Highly reactive materials
Nanoparticles are worrisome because
their size allows easy passage into and out of individual cells. Many nanomaterials are designed
to be highly reactive, but their potential interactions with biological material are mostly unknown.
Normally inert gold, for example, becomes highly reactive at the nanoscale, noted Kristen Kulinowski,
executive director at the Center for Biological and Environmental Nanotechnology at Rice University.

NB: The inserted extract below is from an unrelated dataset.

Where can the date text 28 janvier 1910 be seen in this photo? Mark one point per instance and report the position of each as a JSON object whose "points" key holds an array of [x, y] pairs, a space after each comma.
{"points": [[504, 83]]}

CBEN is one of six NSF-funded academic centers focusing exclusively on nanotechnology EHS research
issues. NSF provides the largest share of EHS funding; the administration has requested $30.6
million for FY 2009. The EPA is in store for a nearly 50% increase, to $14.3 million, while NIST, which
received less than $1 million this year for EHS, is slated to receive $12.8 million.
Briefing congressional
staffers in April, Kulinowski said Congress should reconsider whether decisions on regulatory
actions and risk assessments should continue to be based solely on the chemical compositions of
nanomaterials, without regard to their size or structure. Most nanomaterials are subject to the
Toxic Substances Control Act, which lists 75 000 regulated chemical substances. Charles
Auer, director of the EPA's Office of Pollution Prevention and Toxics, told the staffers that most
of the 35 new nanomaterials submitted to the EPA through "premanufacture notices" since 2005 have
not displayed properties or behaviors that differ from their non-nano forms. Ten US chemical and
materials manufacturers to date have committed under a stewardship program to voluntarily submit
information to the EPA on nanomaterials they develop.
Computational models
that can predict how nanoparticles will interact with organisms top a list of EHS research needs
unveiled on 1 May by the International Council on Nanotechnology, a stakeholder group housed at
Rice. The NSF-funded ICON study estimated that those models will require 10 years or more of R&D.
PEN, ICON, and others have
warned that EHS issues need to be resolved if nanotechnology is to thrive and avoid a repeat of the
public backlash that accompanied commercial introduction of genetically modified foods during
the 1990s. With new applications appearing at the rate of three to four per week, Rejeski cautioned,
"If government and industry do not work to build public confidence in nanotechnology, consumers
may reach for the 'no-nano' label in the future."